First and foremost, the manager’s hub really did throw me to begin with. The level of detail in the main hub left me astonished, as there was so much to it - from the drafting system, to selecting your team on match day. Having never played any game from the OOTP series, I found reviewing this game easier, as I didn’t have to keep comparing it to last year’s edition. I am led to believe it has certainly been an upgrade, which can be extremely demanding when it comes to releasing games on a yearly basis. It’s here where I’d have liked there to be a tutorial, or a Football Manager style pop-up in the top corner where you can find out what things mean, rather than having to use the internet to find out.

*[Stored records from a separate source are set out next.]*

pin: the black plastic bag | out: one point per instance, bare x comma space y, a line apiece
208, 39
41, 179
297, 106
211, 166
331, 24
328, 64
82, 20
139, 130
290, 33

The most confusing aspect for me to grasp was the transfer system. In Football Manager, you bid for a player and, if accepted, you offer them a contract via their agent. In OOTP Baseball 18, it felt very foreign to me largely because of the wages system, and how contracts can get bumped up season after season. I took over the Toronto Blue Jays and mainly stuck to acquiring free agents before the season started. I soon found out that the Blue Jays were one of the weaker teams I could’ve picked - but I like Canada and the colour blue, so it seemed like a perfect fit! Trading was another stumbling block for me. It’s really hard to sign a player from another club. Nothing ever felt straightforward in terms of “I’d like to sign this player” and it’s a done deal. The whole concept of a trade deal to an English football fan is completely alien, it’s just something we aren’t used to. Having said that, it’s a cool little system that makes for some interesting bargaining - like how much money you’re willing to exchange to land your signing, or how which player you’re willing to sell.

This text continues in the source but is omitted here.